I'm aim for well less then 3% total for solar. it's so expensive per watt. you don't want to lose a single one. the cables are cheap vs the panels and controllers.


sounds like you are at 70+ total feet. that puts you into the whole run in 2awg.


or wire in series to drop that amps down to the controller.


at 13a you are at 6awg. then some in 8 and some in 4 would probably work out.
Interesting, if the loss is indeed additive with mixed gauges then that's a strong case for single gauge all the way. Do you have a reference for that? Easy enough to prove to myself with a few sections of cable and a multimeter too.

Since my original question was about mixed AWG and not sizing the circuit (which most seem to have focussed on) I was not very precise in my numbers (shoulda known better). More details on numbers below.

Distance: Approximate measured one-way distance is about 28', I used 35' for conservative estimating purposes. I expect actual to be more like 30'.

Amps: Max amps for the controller is 30, but the panels (3) are rated at 7.39 max (Impp) and 8.02 short-circuit (Isc). So if we use 8 amps as a reasonable approximation then the max amps will be 24.

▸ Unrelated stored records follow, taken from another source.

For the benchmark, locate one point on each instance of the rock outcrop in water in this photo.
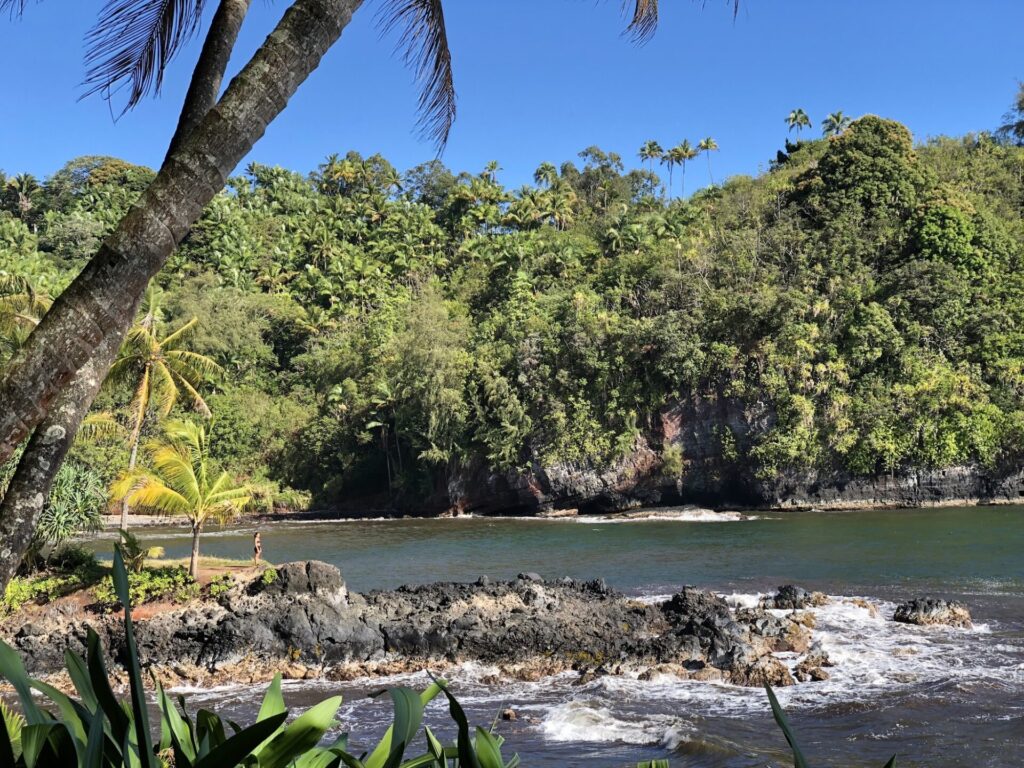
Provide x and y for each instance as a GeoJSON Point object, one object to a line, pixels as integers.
{"type": "Point", "coordinates": [307, 623]}
{"type": "Point", "coordinates": [930, 610]}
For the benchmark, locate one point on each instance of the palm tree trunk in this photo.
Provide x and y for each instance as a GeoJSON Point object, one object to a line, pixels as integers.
{"type": "Point", "coordinates": [194, 560]}
{"type": "Point", "coordinates": [209, 73]}
{"type": "Point", "coordinates": [26, 497]}
{"type": "Point", "coordinates": [102, 298]}
{"type": "Point", "coordinates": [136, 434]}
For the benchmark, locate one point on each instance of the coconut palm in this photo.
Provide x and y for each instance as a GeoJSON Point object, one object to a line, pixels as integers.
{"type": "Point", "coordinates": [128, 50]}
{"type": "Point", "coordinates": [835, 124]}
{"type": "Point", "coordinates": [681, 154]}
{"type": "Point", "coordinates": [546, 175]}
{"type": "Point", "coordinates": [59, 367]}
{"type": "Point", "coordinates": [708, 145]}
{"type": "Point", "coordinates": [182, 481]}
{"type": "Point", "coordinates": [798, 120]}
{"type": "Point", "coordinates": [650, 152]}
{"type": "Point", "coordinates": [20, 309]}
{"type": "Point", "coordinates": [159, 368]}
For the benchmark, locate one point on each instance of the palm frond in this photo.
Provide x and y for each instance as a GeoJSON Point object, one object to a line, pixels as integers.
{"type": "Point", "coordinates": [192, 366]}
{"type": "Point", "coordinates": [423, 43]}
{"type": "Point", "coordinates": [14, 7]}
{"type": "Point", "coordinates": [155, 495]}
{"type": "Point", "coordinates": [100, 426]}
{"type": "Point", "coordinates": [644, 19]}
{"type": "Point", "coordinates": [198, 402]}
{"type": "Point", "coordinates": [132, 43]}
{"type": "Point", "coordinates": [164, 389]}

Voltage: We've been assuming a nominal voltage of 12, but actual voltage from panels to controller will be higher. Max voltage (Vmpp) for these panles is 17.6, open circuit voltage (Voc) is 21.9. So 12V is going to give conservative sizing.

Target voltage drop: 3%

So if we use a few different approaches to calculate AWG then below is what we get:

Using the table Gordy posted earlier with these numbers then Amps x Round Trip Length = 24 x 60 = 1,440. Using that to enter the 12V table it falls between the numbers for 4 & 2 AWG, much closer to 4, but rounding up as specified in the table instructions gives us 2 AWG (wow!). Pretty significant difference due to rounding up...a fundamemtal problem with using tables.

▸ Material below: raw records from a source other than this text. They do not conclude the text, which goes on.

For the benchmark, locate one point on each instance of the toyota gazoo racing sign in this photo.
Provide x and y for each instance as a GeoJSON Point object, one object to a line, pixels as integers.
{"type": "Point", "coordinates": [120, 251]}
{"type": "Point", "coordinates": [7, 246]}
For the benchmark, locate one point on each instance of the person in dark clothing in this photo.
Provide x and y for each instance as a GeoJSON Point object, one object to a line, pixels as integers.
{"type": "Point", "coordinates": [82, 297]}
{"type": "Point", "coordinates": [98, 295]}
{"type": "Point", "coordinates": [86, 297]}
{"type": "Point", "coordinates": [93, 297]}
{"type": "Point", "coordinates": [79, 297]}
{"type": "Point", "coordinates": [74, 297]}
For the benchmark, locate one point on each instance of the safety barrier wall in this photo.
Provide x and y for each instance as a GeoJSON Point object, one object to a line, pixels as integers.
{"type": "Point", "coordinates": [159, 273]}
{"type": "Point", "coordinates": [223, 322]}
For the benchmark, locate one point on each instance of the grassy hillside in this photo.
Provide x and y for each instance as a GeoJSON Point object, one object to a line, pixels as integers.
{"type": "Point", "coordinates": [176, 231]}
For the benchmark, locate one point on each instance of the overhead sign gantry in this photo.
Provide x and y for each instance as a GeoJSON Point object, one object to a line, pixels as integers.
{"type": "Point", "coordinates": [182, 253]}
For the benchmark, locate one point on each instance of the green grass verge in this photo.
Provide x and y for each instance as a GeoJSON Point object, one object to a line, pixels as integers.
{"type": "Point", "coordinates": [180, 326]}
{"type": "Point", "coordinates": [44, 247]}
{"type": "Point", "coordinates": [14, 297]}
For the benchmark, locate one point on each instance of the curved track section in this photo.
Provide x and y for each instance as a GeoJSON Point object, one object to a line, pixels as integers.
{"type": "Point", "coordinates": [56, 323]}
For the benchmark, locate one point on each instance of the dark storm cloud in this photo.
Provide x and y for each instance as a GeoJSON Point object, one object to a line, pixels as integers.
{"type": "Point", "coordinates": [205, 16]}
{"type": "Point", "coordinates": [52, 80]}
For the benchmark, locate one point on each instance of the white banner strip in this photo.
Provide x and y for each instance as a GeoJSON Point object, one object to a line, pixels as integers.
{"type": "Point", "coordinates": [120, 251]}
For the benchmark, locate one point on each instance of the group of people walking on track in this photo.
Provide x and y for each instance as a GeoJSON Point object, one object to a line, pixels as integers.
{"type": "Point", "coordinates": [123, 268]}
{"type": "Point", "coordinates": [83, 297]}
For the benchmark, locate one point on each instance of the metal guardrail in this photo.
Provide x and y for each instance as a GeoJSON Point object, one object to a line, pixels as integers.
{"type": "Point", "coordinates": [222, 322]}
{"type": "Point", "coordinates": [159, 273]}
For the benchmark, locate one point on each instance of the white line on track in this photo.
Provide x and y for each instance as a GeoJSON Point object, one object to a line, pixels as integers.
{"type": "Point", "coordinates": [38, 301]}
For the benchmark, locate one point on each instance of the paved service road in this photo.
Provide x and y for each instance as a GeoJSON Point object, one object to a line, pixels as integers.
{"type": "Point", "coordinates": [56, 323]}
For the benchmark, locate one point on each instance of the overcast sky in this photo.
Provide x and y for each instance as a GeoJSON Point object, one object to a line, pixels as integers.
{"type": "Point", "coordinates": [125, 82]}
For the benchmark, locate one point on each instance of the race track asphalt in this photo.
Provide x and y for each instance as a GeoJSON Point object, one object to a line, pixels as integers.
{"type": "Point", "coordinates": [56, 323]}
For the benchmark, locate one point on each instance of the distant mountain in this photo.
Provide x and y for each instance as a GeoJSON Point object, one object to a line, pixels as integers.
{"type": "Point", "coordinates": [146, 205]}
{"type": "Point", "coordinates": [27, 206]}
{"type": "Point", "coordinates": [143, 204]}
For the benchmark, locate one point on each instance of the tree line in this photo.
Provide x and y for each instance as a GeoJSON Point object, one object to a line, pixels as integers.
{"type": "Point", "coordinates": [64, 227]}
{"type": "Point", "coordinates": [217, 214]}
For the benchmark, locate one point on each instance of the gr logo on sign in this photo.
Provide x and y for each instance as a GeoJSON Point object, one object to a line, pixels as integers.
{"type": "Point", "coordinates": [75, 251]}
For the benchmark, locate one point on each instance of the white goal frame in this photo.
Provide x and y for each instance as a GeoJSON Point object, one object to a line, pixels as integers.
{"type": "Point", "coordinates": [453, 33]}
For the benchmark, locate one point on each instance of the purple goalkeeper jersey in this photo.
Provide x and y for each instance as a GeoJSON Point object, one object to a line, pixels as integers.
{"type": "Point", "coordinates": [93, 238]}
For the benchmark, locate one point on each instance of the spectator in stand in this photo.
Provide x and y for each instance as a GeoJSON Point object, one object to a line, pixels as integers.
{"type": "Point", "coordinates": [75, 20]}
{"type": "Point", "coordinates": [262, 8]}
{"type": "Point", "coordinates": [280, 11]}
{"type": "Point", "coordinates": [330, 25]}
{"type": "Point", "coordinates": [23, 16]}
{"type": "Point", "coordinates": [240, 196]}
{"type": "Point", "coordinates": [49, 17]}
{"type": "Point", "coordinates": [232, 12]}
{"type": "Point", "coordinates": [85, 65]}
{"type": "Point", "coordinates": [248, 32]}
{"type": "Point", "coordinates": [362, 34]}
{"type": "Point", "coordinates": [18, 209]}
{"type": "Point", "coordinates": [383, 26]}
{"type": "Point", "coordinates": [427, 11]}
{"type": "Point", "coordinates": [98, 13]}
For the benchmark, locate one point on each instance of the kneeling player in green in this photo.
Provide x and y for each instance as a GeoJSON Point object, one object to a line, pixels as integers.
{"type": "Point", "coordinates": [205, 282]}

If I plug the numbers into the calculator at the link below (it takes AWG as input and calculates V drop) then I get a V drop of 3.07% for 4 AWG. I can live with that.

http://www.powerstream.com/Wire_Size.htm

If I plug the same numbers into another calculator (link below) it gives me 3.00%. Close enough.

http://www.calculator.net/voltage-dr...s=24&x=66&y=17

So, my take is that 4 AWG is good.


Flaws in my logic or numbers?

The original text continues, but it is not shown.